Adjust the values for Ui, LMTD, Ai till all assumed values match those estimated.

Then finally calculate the worst case film temp, which would be at the hot end of this system ( water exiting in contact with upcoming flue gas). Here we want to calculate the Cu ID wall or tubeskin temp, For this section, compute a local value of U for a small section of Cu tube using the same procedure as above. Get all assumed values to match up with those estimated. Then, finally estimate the tubeskin temp with input from localised value of Q. This is a step by step calc where you first compute the terminal temps across the combustion cylinder wall, then move down to compute the terminal temps across the brazing. End temp at brazing = Cu tubeskin temp. Then you have the estimate for film temp = 0.5 ( tubeskin t + bulk temp at this section). See if this is less than the lowest boiling point of water at this location. If this is not satisfactory, start all over again with higher Cu tubing surface area or increased water flow or both.
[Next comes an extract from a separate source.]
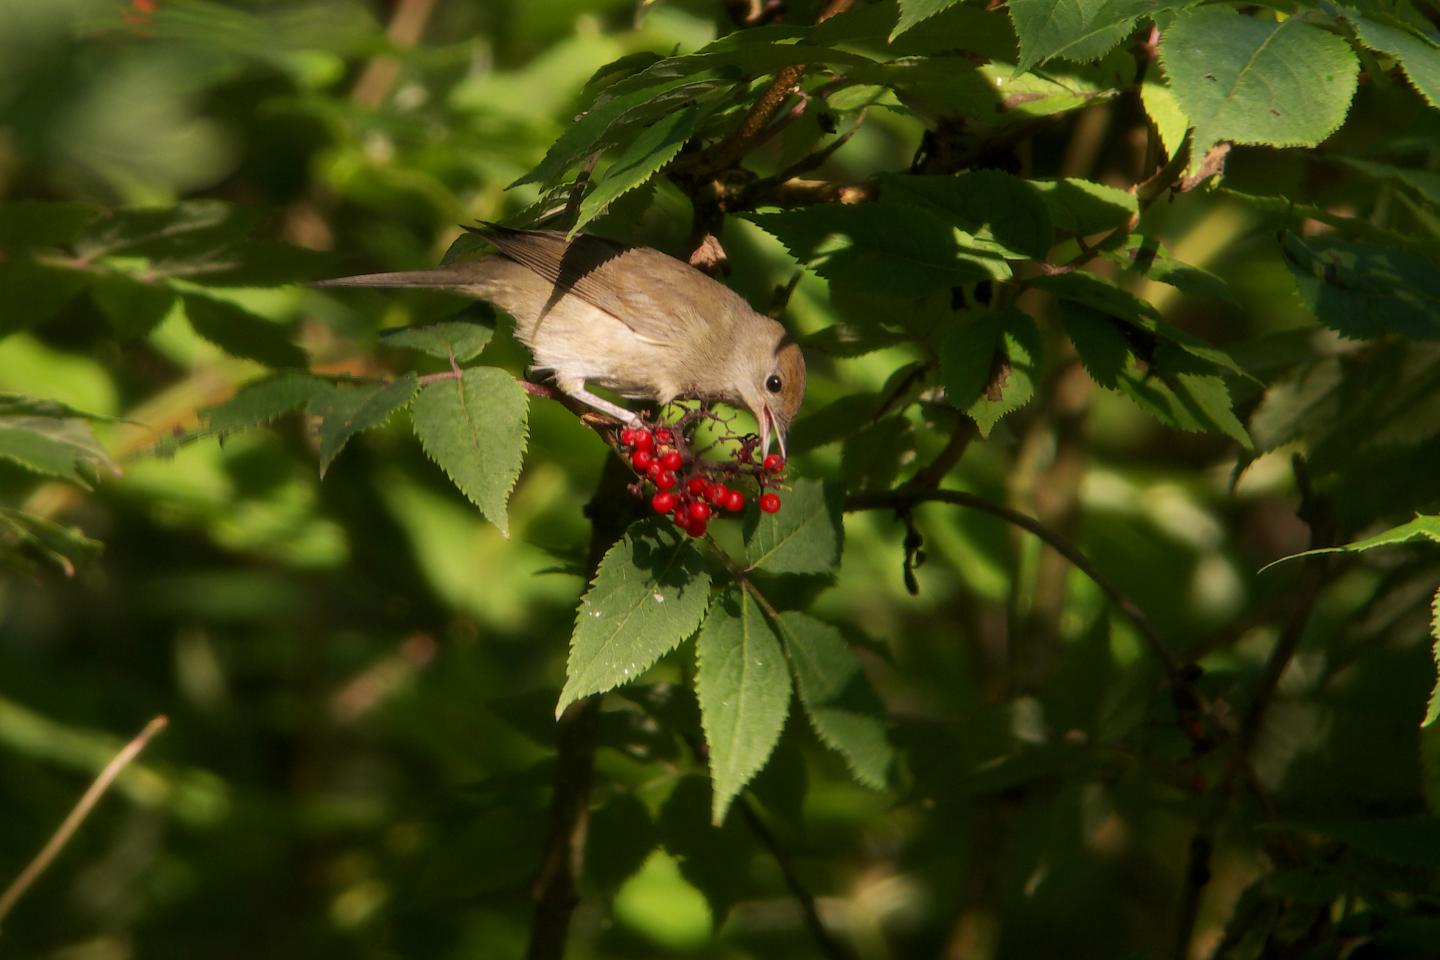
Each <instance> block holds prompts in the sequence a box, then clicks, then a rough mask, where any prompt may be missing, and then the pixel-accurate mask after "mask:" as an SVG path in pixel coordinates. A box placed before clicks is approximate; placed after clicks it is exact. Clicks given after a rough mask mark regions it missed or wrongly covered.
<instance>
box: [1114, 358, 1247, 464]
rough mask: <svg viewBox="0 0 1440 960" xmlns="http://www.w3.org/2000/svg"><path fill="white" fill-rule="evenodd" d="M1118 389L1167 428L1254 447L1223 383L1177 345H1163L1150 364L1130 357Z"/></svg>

Look up your heat transfer text for the formula required to get to overall Ui where you sum all the resistances.






 
Should be based on the film temp, since this is where the resistance to heat transfer is. If the film temp exceeds the boiling point, then this Dittus B equation wont apply - since this is only for single phase convective heat transfer.
 
I was thinking if direct contact of copper tubes with combustion gases would cause more corrosion, oxidation etc.
 
I have used a conservative approach to calculate the copper tube wall temp. Does this method seem logical? It is an iterative process.
Any suggestion would be helpful. TIA.

calc_r7au5w.png
 
Minor correction at equation 4 : The 2nd term on the RHS could be modified to look like the first term on the RHS with an assumption on the mean average concentric cement thickness around the Cu tube, and then you wouldnt need the A term in the denominator.

Otherwise, you're ready to go with these iterations.
 
Thank you for the correction. I think assuming a concentric conductive cement where the Cu tube is buried makes it easier to calculate U.

As you mentioned earlier, after the converged Twall consequently Tfilm is achieved, if it is higher than the boiling temperature can we say that the current design parameters (tube dimensions, flow rate) does not satisfy the requirement?
 
Yes, Tfilm should be some safe distance away from the boiling point of water at that pressure. As suggested earlier, the highest value for Tfilm would be at the "hot end" of the coil.